Deputy District Attorney Lawson Wills said his decision against filing charges stems from new state legislation giving people greater latitude in killing threatening bears. That legislation does indeed make it harder to make a legal case against Fox, but his actions remain questionable on moral grounds.
According to an investigation by the DA’s office, the bear had “taken residence” on Fox’s property for at least two days, partly due to dog food left in the area, by Fox or someone else. After unsuccessfully trying to scare it off with pepper spray capsules released from a gun, Fox shot it.
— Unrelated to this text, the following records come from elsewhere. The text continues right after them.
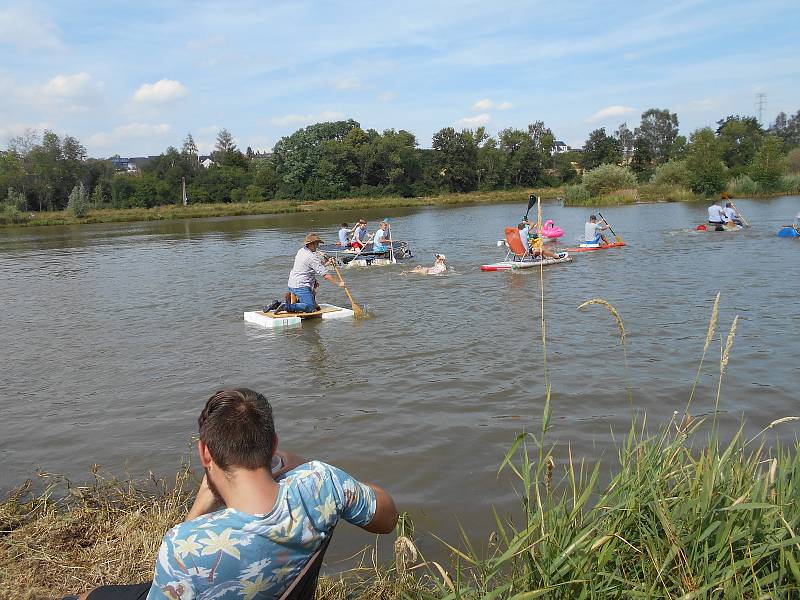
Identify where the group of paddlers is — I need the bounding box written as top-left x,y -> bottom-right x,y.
336,219 -> 392,253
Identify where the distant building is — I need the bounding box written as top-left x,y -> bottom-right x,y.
553,140 -> 572,154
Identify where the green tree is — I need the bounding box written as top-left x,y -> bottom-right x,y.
634,108 -> 678,165
581,127 -> 622,170
67,182 -> 89,219
767,110 -> 800,148
686,127 -> 726,196
717,115 -> 764,174
432,127 -> 478,192
750,135 -> 786,190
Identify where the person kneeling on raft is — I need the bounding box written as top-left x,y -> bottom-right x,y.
411,254 -> 447,275
517,221 -> 563,258
264,233 -> 344,312
583,215 -> 608,244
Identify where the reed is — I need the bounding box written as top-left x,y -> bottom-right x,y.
0,188 -> 562,226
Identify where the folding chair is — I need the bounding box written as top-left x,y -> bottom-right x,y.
279,529 -> 333,600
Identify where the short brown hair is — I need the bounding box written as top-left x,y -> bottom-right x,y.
197,388 -> 275,470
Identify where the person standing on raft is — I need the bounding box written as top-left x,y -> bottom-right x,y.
264,233 -> 344,312
583,215 -> 608,244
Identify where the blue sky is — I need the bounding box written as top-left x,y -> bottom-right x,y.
0,0 -> 800,156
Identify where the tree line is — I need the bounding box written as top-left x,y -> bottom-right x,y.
0,108 -> 800,214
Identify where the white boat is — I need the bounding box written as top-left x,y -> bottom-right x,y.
244,304 -> 354,329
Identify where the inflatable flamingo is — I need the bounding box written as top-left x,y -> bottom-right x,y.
542,219 -> 564,240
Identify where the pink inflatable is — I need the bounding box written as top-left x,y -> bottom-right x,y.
542,219 -> 564,239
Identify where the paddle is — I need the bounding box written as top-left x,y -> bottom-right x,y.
729,200 -> 750,227
333,261 -> 364,318
522,194 -> 539,221
597,212 -> 622,242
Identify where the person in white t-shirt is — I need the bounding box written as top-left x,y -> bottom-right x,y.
583,215 -> 608,244
708,200 -> 726,225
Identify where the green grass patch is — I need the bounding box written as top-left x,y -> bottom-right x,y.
0,188 -> 562,226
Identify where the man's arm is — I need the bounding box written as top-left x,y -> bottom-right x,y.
362,483 -> 400,533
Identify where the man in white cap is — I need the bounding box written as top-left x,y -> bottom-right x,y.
264,233 -> 344,312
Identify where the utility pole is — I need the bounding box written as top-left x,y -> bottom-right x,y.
756,92 -> 767,126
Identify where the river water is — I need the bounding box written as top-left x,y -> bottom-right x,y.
0,197 -> 800,555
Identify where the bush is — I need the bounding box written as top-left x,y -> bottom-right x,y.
786,148 -> 800,175
67,182 -> 89,219
5,187 -> 28,211
0,204 -> 25,225
650,160 -> 691,188
778,175 -> 800,195
564,184 -> 591,204
725,175 -> 761,198
582,164 -> 636,196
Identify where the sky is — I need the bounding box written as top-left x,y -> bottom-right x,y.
0,0 -> 800,157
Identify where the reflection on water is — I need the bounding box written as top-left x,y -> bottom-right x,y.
0,197 -> 800,552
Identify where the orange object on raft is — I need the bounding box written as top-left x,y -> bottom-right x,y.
565,242 -> 625,252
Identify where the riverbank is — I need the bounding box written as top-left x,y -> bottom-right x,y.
0,188 -> 563,227
0,408 -> 800,600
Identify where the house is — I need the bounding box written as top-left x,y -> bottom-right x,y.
553,140 -> 572,154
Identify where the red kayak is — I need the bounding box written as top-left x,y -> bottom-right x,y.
565,241 -> 625,252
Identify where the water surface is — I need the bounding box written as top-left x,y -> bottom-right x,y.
0,197 -> 800,555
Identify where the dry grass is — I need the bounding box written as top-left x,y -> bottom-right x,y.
0,188 -> 562,226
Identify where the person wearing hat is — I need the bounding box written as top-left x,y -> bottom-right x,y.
264,233 -> 344,312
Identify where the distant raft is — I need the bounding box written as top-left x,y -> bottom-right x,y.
481,253 -> 572,271
244,304 -> 354,329
566,240 -> 625,252
778,225 -> 800,237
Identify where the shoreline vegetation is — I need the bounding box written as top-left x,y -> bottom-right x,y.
0,184 -> 800,228
0,417 -> 800,600
0,108 -> 800,225
0,298 -> 800,600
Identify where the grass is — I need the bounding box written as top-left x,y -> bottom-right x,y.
0,188 -> 562,226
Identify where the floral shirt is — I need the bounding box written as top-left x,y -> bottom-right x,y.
147,461 -> 376,600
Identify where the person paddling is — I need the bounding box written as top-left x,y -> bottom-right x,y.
583,215 -> 608,244
708,200 -> 726,227
264,233 -> 344,312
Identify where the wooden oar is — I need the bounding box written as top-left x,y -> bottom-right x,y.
728,200 -> 750,227
597,212 -> 622,242
333,262 -> 364,318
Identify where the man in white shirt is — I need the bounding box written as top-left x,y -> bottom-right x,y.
708,200 -> 726,225
583,215 -> 608,244
264,233 -> 344,312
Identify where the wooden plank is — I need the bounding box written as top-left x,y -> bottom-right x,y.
258,306 -> 342,319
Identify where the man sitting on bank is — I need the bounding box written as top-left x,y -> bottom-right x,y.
72,389 -> 398,600
264,233 -> 344,312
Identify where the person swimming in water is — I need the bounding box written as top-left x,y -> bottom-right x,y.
410,254 -> 447,275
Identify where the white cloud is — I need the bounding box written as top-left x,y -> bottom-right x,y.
38,73 -> 103,111
133,79 -> 189,104
677,98 -> 719,112
0,6 -> 62,50
0,122 -> 53,144
269,110 -> 344,127
586,104 -> 636,123
87,123 -> 172,152
456,113 -> 492,127
472,98 -> 494,110
333,77 -> 361,91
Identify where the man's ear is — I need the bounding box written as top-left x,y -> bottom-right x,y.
197,440 -> 212,469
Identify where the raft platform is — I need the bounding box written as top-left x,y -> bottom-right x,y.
244,304 -> 354,329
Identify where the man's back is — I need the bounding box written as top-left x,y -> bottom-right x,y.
148,461 -> 376,600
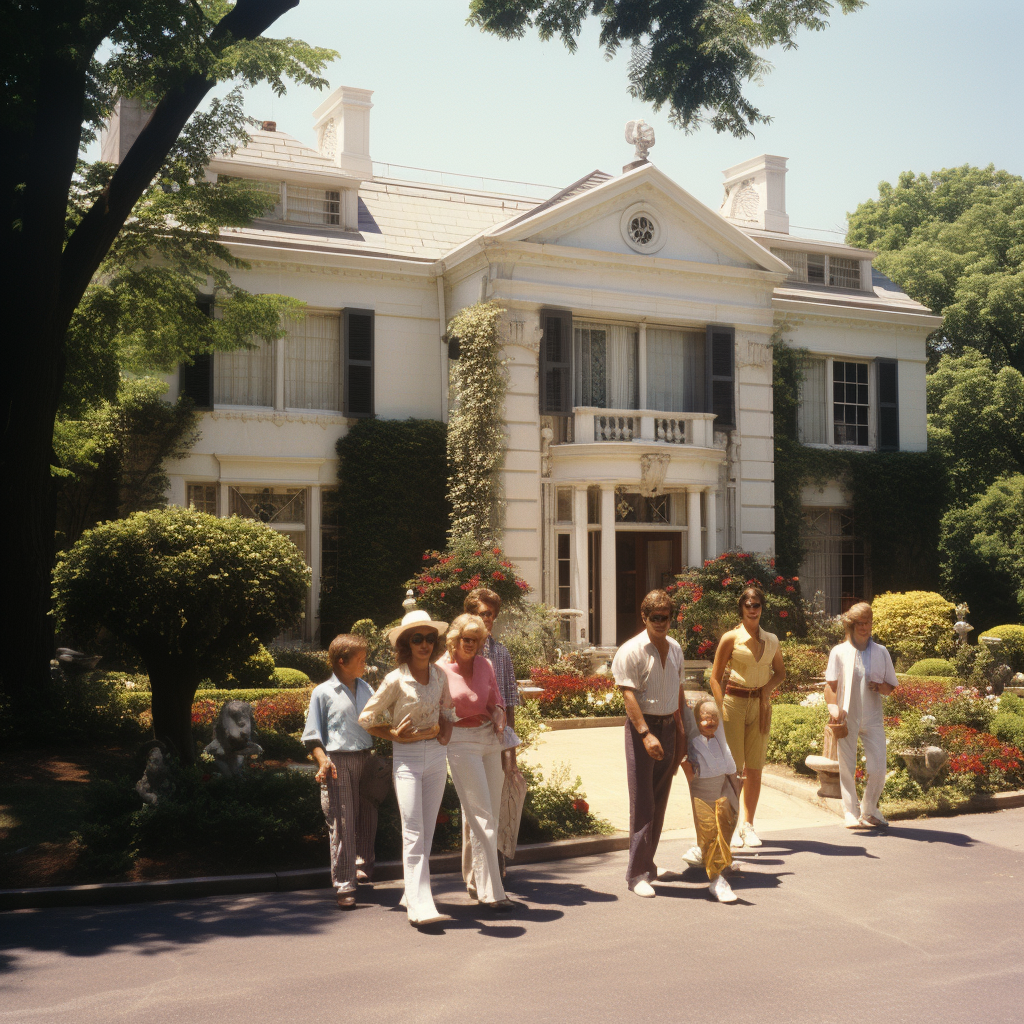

The new law allows for trapping, killing or disposing of bears, mountain lions or dogs without a permit when necessary to protect livestock, real property, a motor vehicle, or a human life. Wills notes that Fox was concerned about damage the bear was doing to trees. Fox also said the bear came within 40 feet of a disabled person on the property.
But Wills believes the bear wasn’t aggressive, and was more of a nuisance than a threat.
Still, Wills’ decision was right. It would have been hard for him to prove the shooting wasn’t necessary, given the circumstances of the case and the intent of the new law, even if it doesn’t take effect until Aug. 6. But it remains troubling that, before reaching for his gun, Fox didn’t consult with the state Division of Wildlife. DOW might have been able to get involved in removing the food source and finding a nonlethal way to get rid of the bear.
Also, Fox’s dumping of the body afterward suggested little intention of reporting the death as required within five days. But there’s no way of knowing, since a neighbor reported the incident a day after it occurred.
Fox’s actions might at least approach the letter of the new law. But they don’t meet the spirit of how humans should interact with bears if both are to co-exist peacefully in Colorado. By working more cooperatively with DOW, people generally should be able to avoid taking the kinds of actions Fox felt to be necessary.
Also, people need to think differently about taking an animal’s life when only property, versus livestock or human lives, is at stake. If the new law results in repeated examples of people acting on their own to kill predators where lesser actions should have sufficed, it will be time to question the law as much as the killers.